The next steps on Iran’s nukes

President Donald Trump’s decertification of the Iranian nuclear deal is a mistake. Yes, its supporters have exaggerated the agreement’s benefits — but on balance, the world is better off with it than without it.
In the near term, the decertification doesn’t really change much. The deal will remain in effect while Congress considers re-imposing sanctions on Iran, in effect killing the pact. There is little indication that lawmakers from either party are eager to quash the agreement immediately. Doing so would be foolish: The US and its allies have already given up most of their required concessions, while Iran’s obligations won’t be fulfilled for years.
Indeed, not even Trump wants to tear up the deal right now, instead asking lawmakers to establish a list of Iranian actions, or ‘trigger points,’ that could merit new sanctions down the line.
The question, then, is whether it is possible to use the uncertainty Trump has created over the pact’s future as leverage to improve it.
How would that work? First, the US would try to get Iran back to the table by ramping up sanctions unrelated to the nuclear deal but based on Iran’s record of sponsoring terrorism, violating human rights and testing illegal ballistic missiles. This could include designating the elite Islamic Revolutionary Guard Corps as a terrorist organization, which means any corporations or banks that do business with it would be subject to harsh US penalties.
The US could also add more punishments to Iranian airlines and other entities that funnel weapons and military advisers to Tehran’s proxy forces in the region. It could threaten to quash a deal by Boeing Co. to sell $20 billion worth of planes to Iran’s commercial airlines. And it could enact stronger sanctions against the Iran-funded terrorist group Hezbollah.
To get real concessions from Iran over its nuclear program, however, Washington will need the cooperation of the European nations that helped broker the deal. That will be difficult, since they all opposed the U.S. decertification. At the same time, they acknowledge that the deal is not perfect.
A stronger agreement isn’t hard to envision. It would include prolonging the 10- to 15-year period during which Iran is prevented from restarting various aspects of its nuclear program, reducing the number of
centrifuges Iran is allowed to operate and ensuring that international
inspectors truly have “anytime-anywhere” authority.
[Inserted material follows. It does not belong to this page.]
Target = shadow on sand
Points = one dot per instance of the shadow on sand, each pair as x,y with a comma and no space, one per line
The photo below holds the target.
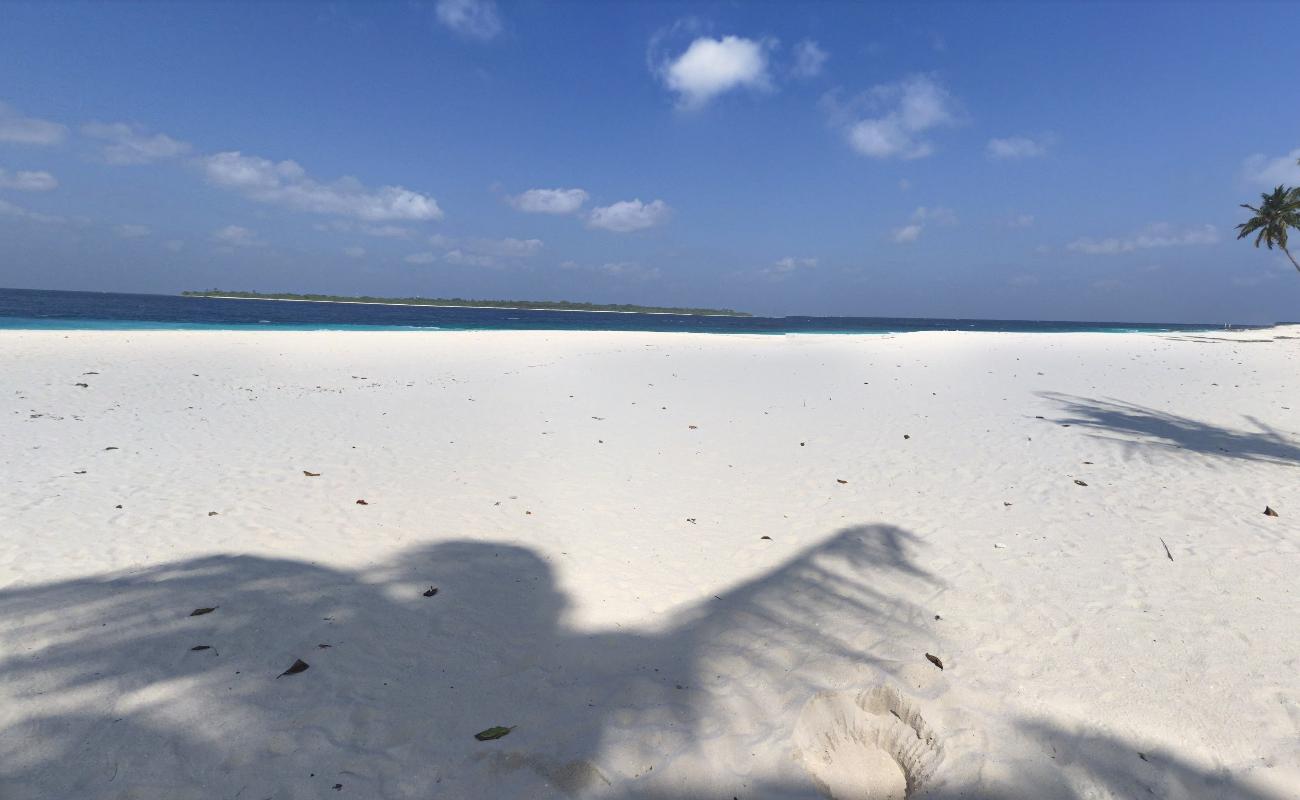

Under the best-case scenario, Trump’s decertification will prod both Iran and the deal’s European partners to the negotiating table. If the agreement is working as well as they say, they will not want to lose it.
The risk is that, in response to Trump’s decision, Iran will declare the accord null and void and restart its nuclear program. And if Europe fails to comply with the re-imposition of US sanctions, they will be far less effective. Decertification may also keep US companies out of legitimate business deals in Iran, leaving them free for European and other competitors.
It’s hard to argue that the pact doesn’t need improvements. The question is whether Trump’s decision to decertify it will help bring them about.